LawFlash

Federal Reserve’s Main Street Lending Program Throws Lifeline to Nonprofits

August 10, 2020 (Updated November 5, 2020)

Nonprofit organizations are on the front lines in the battle against the coronavirus (COVID-19), but they also number among the many victims of COVID-19’s devastating financial impact. In response, the Federal Reserve recently announced that loans would be available to nonprofit borrowers under the Main Street Lending Program, and issued a FAQ on two new facilities—the Nonprofit Organization New Loan Facility and the Nonprofit Organization Expanded Loan Facility.

Nonprofits are taking care of the sick and needy, developing treatments, educating students, and performing countless other essential functions during COVID-19. Yet just as demand for nonprofit services has skyrocketed, so have operating costs—necessitated by the challenges and realities of operating during a global pandemic. For many nonprofits, funding streams have all but dried up as budget cuts and other “belt-tightening” measures have proven insufficient, and the risk of insolvency mounts.

To address this issue, the federal government recently announced the enactment of new borrowing programs to assist nonprofits with few other options. The Nonprofit Organization New Loan Facility (NONLF) and Nonprofit Organization Expanded Loan Facility (NOELF) are available to a broad range of nonprofit borrowers, including hospitals, senior care and housing communities, museums, animal rights organizations, performing arts organizations, educational institutions, and social service organizations.

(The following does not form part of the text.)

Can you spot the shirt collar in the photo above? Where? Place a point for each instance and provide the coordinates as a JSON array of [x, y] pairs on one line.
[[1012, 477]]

LATEST UPDATE: On October 30, The Federal Reserve Bank of Boston (FRB) published updated FAQs to lower the minimum loan size for the NONLF from $250,000 to $100,000, change the fee structure for loans with a principal amount of less than $250,000, and enable lenders and borrowers to exclude certain Paycheck Protection Program (PPP) loans from the calculation of “outstanding debt.” 

For a deeper-dive analysis on the Main Street program, read our White Paper on the MSLP.

NONLF & NOELF—GENERAL LOAN TERMS

As a general matter, loan terms under both the NONLF and NOELF—including the interest rate, principal and interest payment deferral, and five-year term—are the same as for Main Street loans for for-profit businesses.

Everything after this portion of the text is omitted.